En Venezuela pasa algo parecido. Tras un mes de conflicto entre el gobierno de Nicolás Maduro y la oposición, hay ya 25 fallecidos. Toda una guerrilla urbana en un país ingobernable que tolera que haya francotiradores disparando contra ciudadanos inocentes. Pero nos pilla muy lejos. Y ni siquiera es noticia. Como los niños en Siria, que siguen muriendo, que siguen siendo mutilados, que tendrán toda la vida que recordar la guerra y la barbarie cuando vean el muñón de su brazo amputado o el silencio de una pierna cortada. Sin sonrisa. Hace días, una campaña de Save the children transformaba la desgracia lejana de los niños de Siria en algo próximo: una niña británica que sopla las velas de su cumpleaños envuelta en una sonrisa y a la que, poco a poco, se le apaga el rostro por la llegada de una guerra que ni entiende ni quiere entender. El vídeo, de unos dos minutos, termina con el mensaje: «Que esto no ocurra aquí no significa que no esté ocurriendo ahora en otras partes». Lo que hizo el vídeo fue traernos el dolor y el sufrimiento de los niños sirios, atrapados en una guerra civil desde hace meses, pero en la cara de una niñita de ojos claros y cara amable. Nos humanizaron la brutalidad. No sé cuántos han sido los que, además, entraron en la web de esa ONG para pagar los exiguos quince euros (o diez, o cinco, ustedes deciden) que sirven para que la infancia de allí se parezca un poco más a la de aquí. No sé cuántos pensaron que no pondrían un euro para esos niños porque también hay niños aquí que lo están pasando mal. Esa contestación, claro, no se puede rebatir. Únicamente bajando los ojos. Porque además uno luego tiene que asistir a la vergüenza de que el vídeo de Save the children no haya sido tan viral (lo siento, es la palabra de moda) como ese otro que muestra a desconocidos besándose. «First Kiss», el vídeo en cuestión, arrasa en YouTube, donde andará ya por los treinta y cinco millones de visionados, y es tan burdo como inútil. Diez parejas besándose en blanco y negro con un fondo musical ñoño no solo no tiene ningún sentido (ni como experimento sociológico ni como arte) sino que además no esconde ningún mensaje. Su autora, la directora georgiana Tatia Pilieva, habrá pretendido quizá rodar un poema visual, pero se queda en lo que es: un anuncio para una firma de moda.

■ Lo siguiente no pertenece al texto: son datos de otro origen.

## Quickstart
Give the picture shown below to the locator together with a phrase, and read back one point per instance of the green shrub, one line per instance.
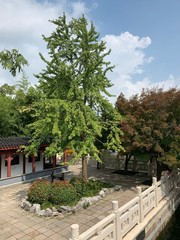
(39, 191)
(63, 193)
(80, 186)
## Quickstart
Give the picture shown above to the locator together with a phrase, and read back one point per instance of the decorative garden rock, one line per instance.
(83, 203)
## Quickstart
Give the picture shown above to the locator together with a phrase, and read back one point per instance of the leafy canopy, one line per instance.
(151, 123)
(74, 92)
(12, 60)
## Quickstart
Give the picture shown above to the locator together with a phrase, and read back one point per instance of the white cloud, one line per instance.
(127, 55)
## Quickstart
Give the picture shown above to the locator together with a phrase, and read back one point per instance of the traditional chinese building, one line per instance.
(13, 161)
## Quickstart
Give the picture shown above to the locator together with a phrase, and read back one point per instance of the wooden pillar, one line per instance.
(44, 162)
(9, 158)
(33, 163)
(24, 164)
(0, 166)
(54, 161)
(65, 156)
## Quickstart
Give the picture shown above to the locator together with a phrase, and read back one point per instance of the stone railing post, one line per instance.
(154, 180)
(116, 221)
(114, 206)
(139, 190)
(74, 232)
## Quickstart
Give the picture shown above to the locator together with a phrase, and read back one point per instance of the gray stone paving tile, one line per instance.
(19, 224)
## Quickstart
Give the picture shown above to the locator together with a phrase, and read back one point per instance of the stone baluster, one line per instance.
(74, 232)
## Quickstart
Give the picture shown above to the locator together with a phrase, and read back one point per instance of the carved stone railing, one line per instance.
(123, 219)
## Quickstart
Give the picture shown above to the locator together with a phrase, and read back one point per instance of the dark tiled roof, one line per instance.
(13, 142)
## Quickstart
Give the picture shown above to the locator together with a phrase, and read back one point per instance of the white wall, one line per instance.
(18, 169)
(15, 169)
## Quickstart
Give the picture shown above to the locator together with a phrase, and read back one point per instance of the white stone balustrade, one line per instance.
(123, 219)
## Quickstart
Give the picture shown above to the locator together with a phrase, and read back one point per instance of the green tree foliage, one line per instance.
(12, 60)
(25, 96)
(75, 85)
(8, 117)
(151, 124)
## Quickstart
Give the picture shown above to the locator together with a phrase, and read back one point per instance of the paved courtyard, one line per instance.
(16, 223)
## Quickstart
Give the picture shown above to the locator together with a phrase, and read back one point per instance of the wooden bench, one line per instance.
(61, 175)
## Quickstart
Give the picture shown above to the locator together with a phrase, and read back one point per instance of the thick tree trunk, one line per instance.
(128, 157)
(84, 168)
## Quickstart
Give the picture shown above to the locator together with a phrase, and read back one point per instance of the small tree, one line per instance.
(75, 85)
(151, 125)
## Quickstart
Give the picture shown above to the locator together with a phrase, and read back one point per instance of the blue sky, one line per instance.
(144, 36)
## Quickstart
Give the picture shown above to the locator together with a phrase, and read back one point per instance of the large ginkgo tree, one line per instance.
(74, 93)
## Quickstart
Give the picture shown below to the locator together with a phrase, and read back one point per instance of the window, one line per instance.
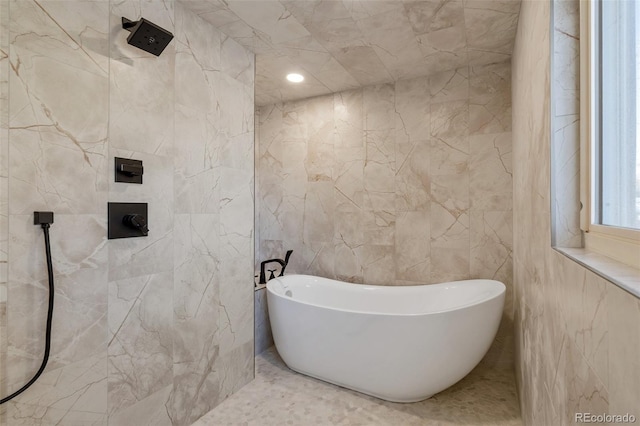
(610, 84)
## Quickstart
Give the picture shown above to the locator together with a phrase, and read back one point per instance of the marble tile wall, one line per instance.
(577, 335)
(565, 109)
(4, 186)
(395, 184)
(154, 330)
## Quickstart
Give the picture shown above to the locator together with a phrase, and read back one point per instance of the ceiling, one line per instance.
(343, 44)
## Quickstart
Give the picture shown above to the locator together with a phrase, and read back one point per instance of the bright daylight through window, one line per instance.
(619, 179)
(611, 150)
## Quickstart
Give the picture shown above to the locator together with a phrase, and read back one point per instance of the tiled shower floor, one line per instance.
(279, 396)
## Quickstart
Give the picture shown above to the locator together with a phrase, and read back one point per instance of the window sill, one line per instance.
(622, 275)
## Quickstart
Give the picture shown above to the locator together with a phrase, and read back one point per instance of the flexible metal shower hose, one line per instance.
(47, 348)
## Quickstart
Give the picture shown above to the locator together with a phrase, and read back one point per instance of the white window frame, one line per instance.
(620, 244)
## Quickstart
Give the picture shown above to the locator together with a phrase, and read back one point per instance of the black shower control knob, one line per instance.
(136, 221)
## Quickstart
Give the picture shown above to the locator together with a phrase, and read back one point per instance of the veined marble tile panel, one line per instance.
(356, 43)
(58, 117)
(491, 171)
(151, 411)
(140, 338)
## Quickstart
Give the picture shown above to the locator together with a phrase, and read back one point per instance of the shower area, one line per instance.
(154, 330)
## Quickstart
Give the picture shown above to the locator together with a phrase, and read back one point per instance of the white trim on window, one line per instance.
(620, 244)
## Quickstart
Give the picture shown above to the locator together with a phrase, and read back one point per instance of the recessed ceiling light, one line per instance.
(295, 78)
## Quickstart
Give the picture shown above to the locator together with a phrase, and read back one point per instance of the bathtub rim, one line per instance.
(498, 294)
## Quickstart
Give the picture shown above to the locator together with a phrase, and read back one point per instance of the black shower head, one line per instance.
(147, 35)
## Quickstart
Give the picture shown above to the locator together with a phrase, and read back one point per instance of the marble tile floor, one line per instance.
(279, 396)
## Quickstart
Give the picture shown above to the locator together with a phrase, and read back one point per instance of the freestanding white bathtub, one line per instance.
(401, 344)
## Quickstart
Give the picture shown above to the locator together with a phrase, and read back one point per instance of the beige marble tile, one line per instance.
(490, 171)
(413, 248)
(623, 343)
(140, 339)
(150, 411)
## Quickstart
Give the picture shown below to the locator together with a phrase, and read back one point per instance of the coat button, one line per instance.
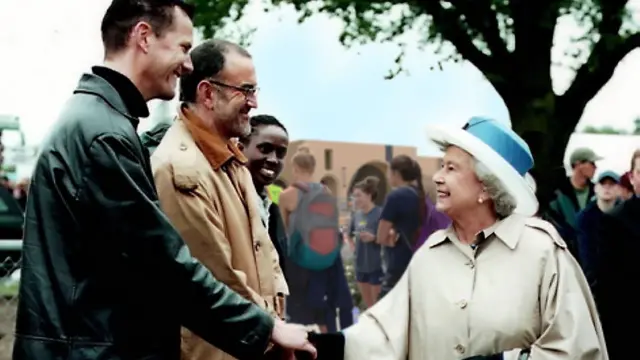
(463, 304)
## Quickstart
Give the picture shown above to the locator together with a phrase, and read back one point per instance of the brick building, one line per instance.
(342, 164)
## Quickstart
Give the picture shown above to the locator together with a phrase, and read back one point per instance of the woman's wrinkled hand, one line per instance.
(292, 337)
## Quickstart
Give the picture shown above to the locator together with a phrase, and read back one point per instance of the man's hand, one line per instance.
(367, 236)
(292, 337)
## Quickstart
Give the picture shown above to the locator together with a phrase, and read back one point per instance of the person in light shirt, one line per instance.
(496, 284)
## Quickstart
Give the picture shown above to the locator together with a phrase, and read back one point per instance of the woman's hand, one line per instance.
(292, 337)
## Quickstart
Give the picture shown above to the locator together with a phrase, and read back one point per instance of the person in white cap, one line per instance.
(496, 284)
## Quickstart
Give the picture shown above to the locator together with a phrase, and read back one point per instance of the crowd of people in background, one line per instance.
(184, 243)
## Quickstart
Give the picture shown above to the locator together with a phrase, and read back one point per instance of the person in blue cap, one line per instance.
(588, 220)
(496, 284)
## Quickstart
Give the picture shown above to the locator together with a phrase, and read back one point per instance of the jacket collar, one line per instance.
(507, 230)
(129, 93)
(217, 150)
(98, 86)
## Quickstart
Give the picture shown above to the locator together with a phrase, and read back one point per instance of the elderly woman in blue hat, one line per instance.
(496, 284)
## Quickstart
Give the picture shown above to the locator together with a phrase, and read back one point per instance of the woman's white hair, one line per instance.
(503, 203)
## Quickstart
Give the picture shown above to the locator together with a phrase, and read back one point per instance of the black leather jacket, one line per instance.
(105, 275)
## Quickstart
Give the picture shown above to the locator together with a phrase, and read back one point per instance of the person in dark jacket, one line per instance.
(265, 149)
(589, 219)
(618, 269)
(101, 262)
(572, 195)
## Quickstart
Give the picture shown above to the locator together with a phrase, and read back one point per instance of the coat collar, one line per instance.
(217, 150)
(508, 230)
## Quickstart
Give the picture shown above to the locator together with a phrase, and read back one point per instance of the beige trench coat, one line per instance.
(216, 212)
(519, 289)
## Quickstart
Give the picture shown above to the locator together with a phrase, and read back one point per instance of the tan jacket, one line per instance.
(212, 202)
(520, 289)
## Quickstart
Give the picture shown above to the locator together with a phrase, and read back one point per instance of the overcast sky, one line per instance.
(319, 89)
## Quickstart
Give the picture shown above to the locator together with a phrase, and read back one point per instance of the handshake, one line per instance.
(295, 342)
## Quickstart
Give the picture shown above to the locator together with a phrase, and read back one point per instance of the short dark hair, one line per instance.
(123, 15)
(208, 61)
(259, 121)
(636, 155)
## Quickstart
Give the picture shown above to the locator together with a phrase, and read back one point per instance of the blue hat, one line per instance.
(608, 175)
(500, 149)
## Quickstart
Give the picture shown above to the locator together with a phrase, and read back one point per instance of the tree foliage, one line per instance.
(610, 130)
(509, 41)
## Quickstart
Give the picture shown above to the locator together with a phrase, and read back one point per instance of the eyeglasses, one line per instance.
(248, 91)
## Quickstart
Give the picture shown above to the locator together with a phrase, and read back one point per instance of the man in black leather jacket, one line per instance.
(105, 275)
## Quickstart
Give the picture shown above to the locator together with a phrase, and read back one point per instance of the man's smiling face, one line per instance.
(265, 152)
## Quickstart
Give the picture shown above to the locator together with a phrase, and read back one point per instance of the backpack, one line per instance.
(314, 242)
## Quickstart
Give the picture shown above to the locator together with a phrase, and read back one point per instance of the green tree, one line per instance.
(603, 130)
(509, 41)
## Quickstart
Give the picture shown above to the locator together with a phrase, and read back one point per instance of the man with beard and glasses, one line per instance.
(205, 188)
(265, 149)
(104, 273)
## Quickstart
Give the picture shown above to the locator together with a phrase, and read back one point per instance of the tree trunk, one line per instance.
(546, 127)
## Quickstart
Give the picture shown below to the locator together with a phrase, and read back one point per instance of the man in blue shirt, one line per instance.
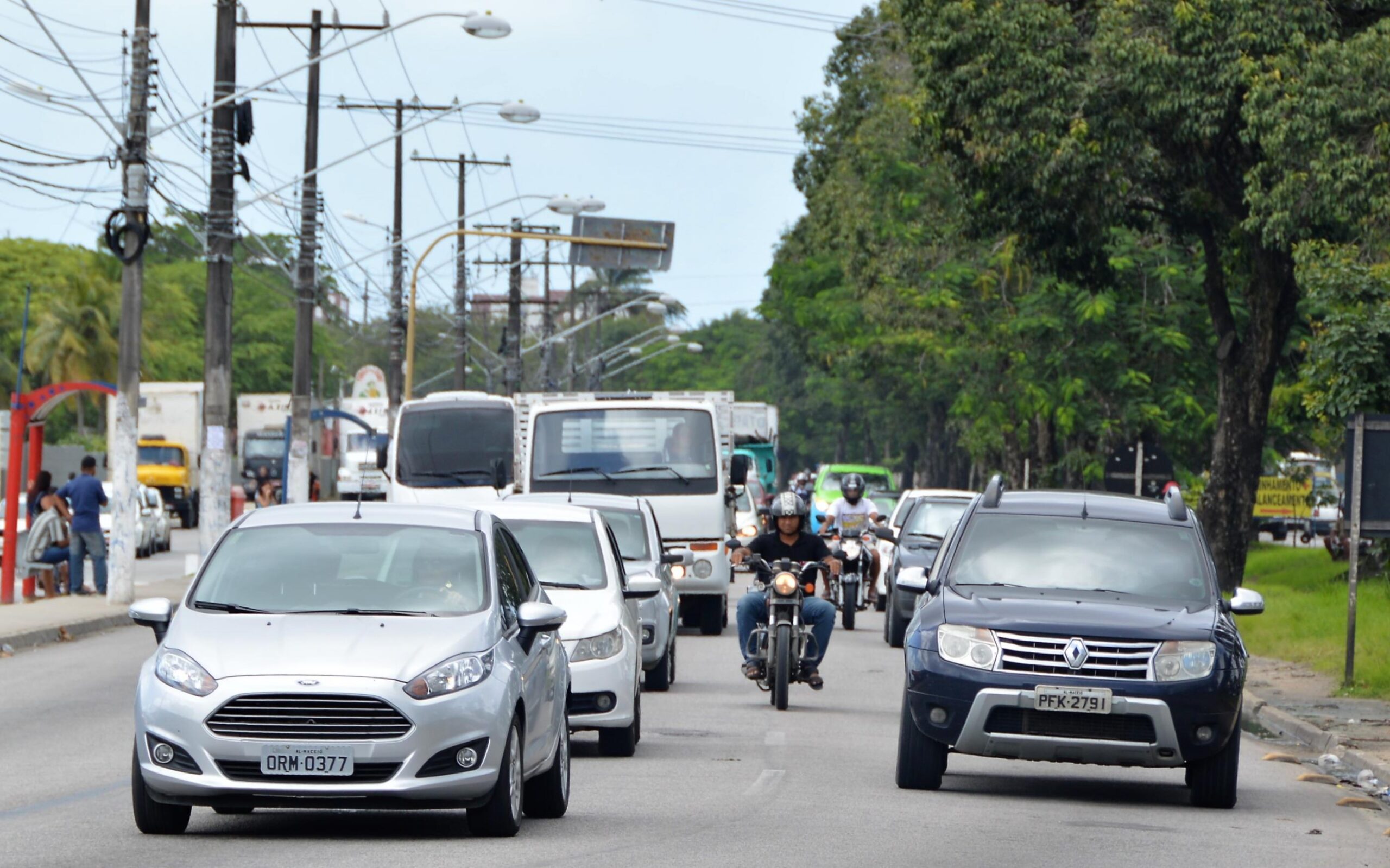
(85, 498)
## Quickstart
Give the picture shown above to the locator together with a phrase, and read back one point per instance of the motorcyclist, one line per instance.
(788, 541)
(854, 514)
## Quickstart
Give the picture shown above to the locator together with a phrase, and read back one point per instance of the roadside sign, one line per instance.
(617, 228)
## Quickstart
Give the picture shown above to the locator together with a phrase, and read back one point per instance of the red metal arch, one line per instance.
(28, 413)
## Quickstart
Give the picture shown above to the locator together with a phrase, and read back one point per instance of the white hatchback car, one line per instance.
(579, 561)
(398, 657)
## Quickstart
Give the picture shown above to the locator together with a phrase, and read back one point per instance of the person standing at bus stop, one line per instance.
(85, 499)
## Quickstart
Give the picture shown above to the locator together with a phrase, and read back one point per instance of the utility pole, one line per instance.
(216, 476)
(125, 449)
(395, 377)
(460, 273)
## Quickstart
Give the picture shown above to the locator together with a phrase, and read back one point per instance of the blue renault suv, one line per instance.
(1075, 627)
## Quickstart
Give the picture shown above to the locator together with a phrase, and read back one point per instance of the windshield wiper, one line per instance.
(655, 467)
(230, 607)
(577, 470)
(362, 611)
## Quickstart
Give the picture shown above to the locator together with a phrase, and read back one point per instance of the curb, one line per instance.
(1281, 723)
(34, 639)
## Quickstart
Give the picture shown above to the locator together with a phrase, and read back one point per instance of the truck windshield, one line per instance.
(1047, 552)
(264, 448)
(452, 445)
(169, 456)
(345, 568)
(639, 451)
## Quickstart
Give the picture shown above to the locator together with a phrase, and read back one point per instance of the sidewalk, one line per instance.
(1349, 739)
(26, 625)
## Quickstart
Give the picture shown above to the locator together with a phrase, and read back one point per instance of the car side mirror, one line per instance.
(679, 556)
(1246, 602)
(537, 618)
(153, 613)
(914, 580)
(641, 586)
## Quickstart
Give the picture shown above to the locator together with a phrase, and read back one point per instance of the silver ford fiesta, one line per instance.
(326, 657)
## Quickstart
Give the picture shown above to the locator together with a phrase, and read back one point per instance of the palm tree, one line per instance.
(74, 337)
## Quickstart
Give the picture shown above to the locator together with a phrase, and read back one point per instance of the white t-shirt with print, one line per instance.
(851, 520)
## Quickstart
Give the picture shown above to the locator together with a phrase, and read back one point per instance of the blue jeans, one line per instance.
(819, 614)
(87, 543)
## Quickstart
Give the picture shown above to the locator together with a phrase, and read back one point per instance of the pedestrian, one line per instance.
(49, 543)
(85, 499)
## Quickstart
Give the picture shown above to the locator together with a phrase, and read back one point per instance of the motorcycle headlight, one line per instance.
(1185, 660)
(598, 648)
(785, 584)
(178, 670)
(969, 646)
(452, 675)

Una campaña publicitaria.
Y el vídeo tapó la noticia. Y así los niños mutilados de Siria, los cadáveres de subsaharianos apilados en una playa de Ceuta, los estudiantes acribillados en Venezuela, los jóvenes de Ucrania que gritan libertad o las decenas de mujeres que mueren en España a manos de sus parejas o exparejas son borrados del mapa de nuestra cotidianeidad. Sus rostros se difuminan en los periódicos, se les tapa la cara, se les pone un rectángulo negro en la mirada. Y dejan de ser ellos. Se convierten en un número, en una fría estadística que añadir a la cuenta, un dato informático que subir a la nube. Hoy me he levantado y he pensado en todos esos muertos sin rostro de los que no sabemos nada. Porque creo que son el mejor ejemplo de lo mal que lo estamos haciendo quienes aún seguimos aquí.